Things are starting to buzz here at the marina and in La Cruz. Hatches shut tight on boats dormant since we arrived, are now open New faces keep popping up on the docks and at the yacht club. Store fronts in town that looked as though they were shuttered for years, are now bright, cheery, and alive. More people are milling about. The first boat flying a 2011 Ha-Ha burgee sailed in yesterday. The farmers' markets are back up and running. The first cruisers' swap meet is on the calendar (November 19).
The change reminds me of D.C. after a winter of windows shut tight and faces of the few pedestrians wrapped in scarves. Suddenly one weekend it seems everyone is outside bustling, the sound of lawnmowers vibrates the air, and the smell of fresh cut grass amplifies the notion that things have awakened.
The trick-or-treaters of Marina Riviera Nayarit 2011: (left to right) Christian of Andiamo III as a
zombie, Abby of Andiamo III as the summer fairy, Shandro of Kenta Anae as King Peter, Frances of
Del Viento as a ghost, Matero of Kenta Anae as Little Red Riding Hood, and Eleanor of
Del Viento as the evil queen of the dead.

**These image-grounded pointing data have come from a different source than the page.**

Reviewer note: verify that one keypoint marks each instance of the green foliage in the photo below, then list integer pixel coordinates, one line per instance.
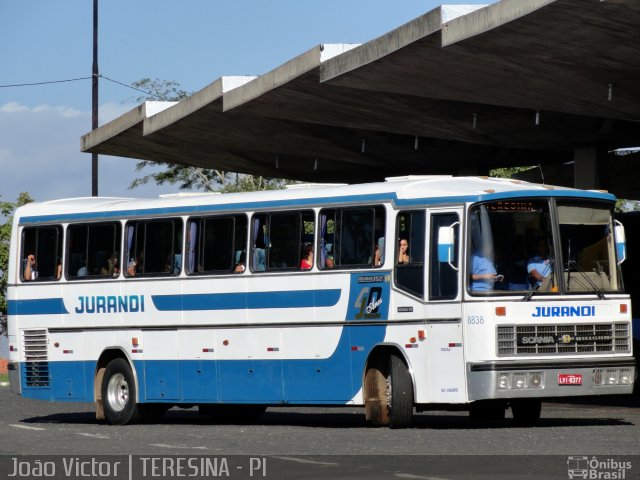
(193, 178)
(6, 212)
(624, 205)
(205, 179)
(507, 172)
(167, 90)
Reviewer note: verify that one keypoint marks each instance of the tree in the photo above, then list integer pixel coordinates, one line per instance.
(6, 212)
(192, 178)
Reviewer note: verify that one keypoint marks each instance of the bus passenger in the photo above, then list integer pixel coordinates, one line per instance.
(240, 266)
(483, 273)
(540, 265)
(30, 272)
(403, 256)
(307, 257)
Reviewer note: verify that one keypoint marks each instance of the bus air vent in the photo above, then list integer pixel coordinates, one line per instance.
(34, 346)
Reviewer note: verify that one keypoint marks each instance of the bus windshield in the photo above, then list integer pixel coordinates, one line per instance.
(512, 248)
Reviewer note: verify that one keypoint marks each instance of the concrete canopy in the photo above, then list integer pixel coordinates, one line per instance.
(459, 90)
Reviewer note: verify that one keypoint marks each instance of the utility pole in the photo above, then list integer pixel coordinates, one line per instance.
(94, 99)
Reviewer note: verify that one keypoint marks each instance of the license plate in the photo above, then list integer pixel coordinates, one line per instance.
(569, 379)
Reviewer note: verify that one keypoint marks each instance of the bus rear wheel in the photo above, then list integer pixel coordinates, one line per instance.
(526, 411)
(388, 393)
(119, 393)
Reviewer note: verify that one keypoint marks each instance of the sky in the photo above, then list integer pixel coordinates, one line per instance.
(192, 42)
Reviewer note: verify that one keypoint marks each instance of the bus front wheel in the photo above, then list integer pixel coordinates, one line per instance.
(388, 393)
(119, 393)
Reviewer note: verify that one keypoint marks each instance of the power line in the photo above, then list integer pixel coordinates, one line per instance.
(44, 83)
(83, 78)
(132, 87)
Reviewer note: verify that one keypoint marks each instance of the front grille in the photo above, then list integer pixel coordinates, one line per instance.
(34, 346)
(563, 339)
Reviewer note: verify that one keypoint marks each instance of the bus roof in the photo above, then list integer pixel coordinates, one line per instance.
(401, 191)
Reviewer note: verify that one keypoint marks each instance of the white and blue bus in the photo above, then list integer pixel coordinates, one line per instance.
(410, 294)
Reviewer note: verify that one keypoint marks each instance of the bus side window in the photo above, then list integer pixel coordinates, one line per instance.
(279, 239)
(93, 250)
(41, 253)
(216, 244)
(153, 247)
(443, 275)
(409, 255)
(352, 237)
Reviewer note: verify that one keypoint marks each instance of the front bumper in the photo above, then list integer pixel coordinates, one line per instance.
(483, 378)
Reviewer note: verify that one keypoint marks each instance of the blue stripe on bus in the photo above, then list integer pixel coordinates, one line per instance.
(310, 202)
(334, 380)
(248, 300)
(39, 306)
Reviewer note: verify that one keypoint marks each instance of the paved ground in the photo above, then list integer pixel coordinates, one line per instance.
(319, 443)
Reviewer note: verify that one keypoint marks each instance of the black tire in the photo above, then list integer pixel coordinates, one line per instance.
(526, 411)
(376, 392)
(487, 410)
(400, 395)
(152, 412)
(119, 393)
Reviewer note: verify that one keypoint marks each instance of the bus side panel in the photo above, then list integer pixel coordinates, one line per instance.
(161, 377)
(198, 367)
(250, 367)
(314, 368)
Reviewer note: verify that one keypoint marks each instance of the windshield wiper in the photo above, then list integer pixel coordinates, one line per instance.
(536, 286)
(533, 290)
(594, 287)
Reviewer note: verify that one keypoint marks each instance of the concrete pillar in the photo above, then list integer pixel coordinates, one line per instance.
(591, 168)
(585, 168)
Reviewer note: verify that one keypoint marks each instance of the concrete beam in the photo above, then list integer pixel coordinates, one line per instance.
(283, 74)
(132, 118)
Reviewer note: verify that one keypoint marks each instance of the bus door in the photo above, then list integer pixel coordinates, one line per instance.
(446, 366)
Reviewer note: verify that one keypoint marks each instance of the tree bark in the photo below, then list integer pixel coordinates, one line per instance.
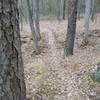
(12, 86)
(71, 30)
(32, 27)
(36, 19)
(64, 9)
(86, 22)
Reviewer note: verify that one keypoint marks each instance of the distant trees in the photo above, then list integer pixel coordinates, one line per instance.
(86, 22)
(71, 30)
(12, 86)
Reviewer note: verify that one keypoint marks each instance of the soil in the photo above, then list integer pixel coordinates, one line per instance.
(64, 78)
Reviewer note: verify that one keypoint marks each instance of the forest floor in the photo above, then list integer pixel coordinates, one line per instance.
(52, 77)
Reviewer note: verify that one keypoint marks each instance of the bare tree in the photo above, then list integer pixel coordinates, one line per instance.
(71, 30)
(12, 86)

For treats, all of the kids walked the docks and visted boats with either an anchor light or spreader lights on, identifying them as per official Halloween nautical custom.


Cruisers again hosted the orphans from nearby Bucerias for a holiday party.

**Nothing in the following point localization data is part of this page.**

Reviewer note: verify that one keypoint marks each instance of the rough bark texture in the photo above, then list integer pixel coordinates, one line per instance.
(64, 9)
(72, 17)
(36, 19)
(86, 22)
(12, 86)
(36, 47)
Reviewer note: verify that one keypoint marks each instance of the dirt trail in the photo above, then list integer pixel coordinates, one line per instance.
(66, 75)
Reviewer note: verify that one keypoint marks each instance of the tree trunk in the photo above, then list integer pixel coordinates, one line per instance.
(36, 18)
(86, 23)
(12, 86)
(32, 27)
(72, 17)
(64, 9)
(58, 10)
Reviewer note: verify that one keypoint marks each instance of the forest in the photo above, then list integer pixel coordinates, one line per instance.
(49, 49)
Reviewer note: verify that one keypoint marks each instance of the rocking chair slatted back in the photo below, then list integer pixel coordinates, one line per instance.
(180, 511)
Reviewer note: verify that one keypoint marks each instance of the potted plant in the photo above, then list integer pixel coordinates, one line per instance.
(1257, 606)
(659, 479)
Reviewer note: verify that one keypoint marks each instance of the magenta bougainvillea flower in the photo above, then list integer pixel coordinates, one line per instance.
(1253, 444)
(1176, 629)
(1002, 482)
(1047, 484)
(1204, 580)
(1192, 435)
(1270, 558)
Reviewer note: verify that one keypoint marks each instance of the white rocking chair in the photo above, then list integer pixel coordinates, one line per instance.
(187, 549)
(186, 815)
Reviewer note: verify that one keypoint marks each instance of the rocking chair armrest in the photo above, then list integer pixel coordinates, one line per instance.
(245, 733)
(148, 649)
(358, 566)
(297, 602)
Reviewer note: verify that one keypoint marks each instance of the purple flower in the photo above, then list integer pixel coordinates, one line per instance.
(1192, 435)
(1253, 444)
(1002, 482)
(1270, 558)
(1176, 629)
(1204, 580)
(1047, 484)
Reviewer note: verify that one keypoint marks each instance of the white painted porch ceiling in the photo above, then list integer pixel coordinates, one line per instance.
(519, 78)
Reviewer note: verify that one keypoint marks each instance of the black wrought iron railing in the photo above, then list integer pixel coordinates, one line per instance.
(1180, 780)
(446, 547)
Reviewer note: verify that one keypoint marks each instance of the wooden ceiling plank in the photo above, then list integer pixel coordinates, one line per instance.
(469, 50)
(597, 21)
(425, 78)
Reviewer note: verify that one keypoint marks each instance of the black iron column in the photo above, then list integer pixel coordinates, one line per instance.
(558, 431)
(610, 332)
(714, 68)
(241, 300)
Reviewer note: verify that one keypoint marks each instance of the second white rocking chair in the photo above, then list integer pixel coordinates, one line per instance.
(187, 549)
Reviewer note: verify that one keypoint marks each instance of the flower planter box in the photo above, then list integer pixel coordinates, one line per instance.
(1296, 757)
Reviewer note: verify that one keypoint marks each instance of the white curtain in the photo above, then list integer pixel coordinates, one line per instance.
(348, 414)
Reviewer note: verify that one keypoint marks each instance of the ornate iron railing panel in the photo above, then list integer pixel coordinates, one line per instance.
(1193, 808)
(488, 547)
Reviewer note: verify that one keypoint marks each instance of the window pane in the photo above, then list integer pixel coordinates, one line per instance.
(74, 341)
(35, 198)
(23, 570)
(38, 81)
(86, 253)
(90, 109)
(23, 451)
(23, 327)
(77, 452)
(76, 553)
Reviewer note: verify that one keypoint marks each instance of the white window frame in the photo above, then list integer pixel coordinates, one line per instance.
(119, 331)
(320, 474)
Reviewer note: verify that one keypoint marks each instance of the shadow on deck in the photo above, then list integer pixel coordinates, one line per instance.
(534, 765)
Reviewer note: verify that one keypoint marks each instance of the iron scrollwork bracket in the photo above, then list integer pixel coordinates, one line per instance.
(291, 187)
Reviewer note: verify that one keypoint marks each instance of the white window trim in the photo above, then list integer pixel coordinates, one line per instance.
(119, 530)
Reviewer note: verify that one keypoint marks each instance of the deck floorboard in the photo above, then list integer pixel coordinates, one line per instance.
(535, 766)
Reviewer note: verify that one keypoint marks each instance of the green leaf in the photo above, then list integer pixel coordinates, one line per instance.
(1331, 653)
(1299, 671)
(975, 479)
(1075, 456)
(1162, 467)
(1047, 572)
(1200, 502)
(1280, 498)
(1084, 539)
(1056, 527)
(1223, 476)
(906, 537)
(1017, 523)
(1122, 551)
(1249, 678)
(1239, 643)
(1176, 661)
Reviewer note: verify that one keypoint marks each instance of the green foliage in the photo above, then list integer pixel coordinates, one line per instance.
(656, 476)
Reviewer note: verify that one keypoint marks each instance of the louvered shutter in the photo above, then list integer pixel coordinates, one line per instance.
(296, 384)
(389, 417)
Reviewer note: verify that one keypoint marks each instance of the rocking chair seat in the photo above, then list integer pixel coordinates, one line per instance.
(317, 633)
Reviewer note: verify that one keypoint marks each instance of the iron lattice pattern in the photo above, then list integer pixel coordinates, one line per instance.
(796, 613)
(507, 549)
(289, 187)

Here Eleanor and Frances are engaged in a game of Pato, Pato, Ganso (or
duck, duck, goose). Musical chairs is another favorite of this crowd.

Eleanor instructing a couple of the boys on the fine points of making masks.

Tami of Andiamo III (standing) and Terry of Ulalena (sitting) working with the cruiser
kids to make this Rice Crispy, marshmallow, food coloring, gummi worm thing they
called sushi...yuck...but all the kids at the party loved it.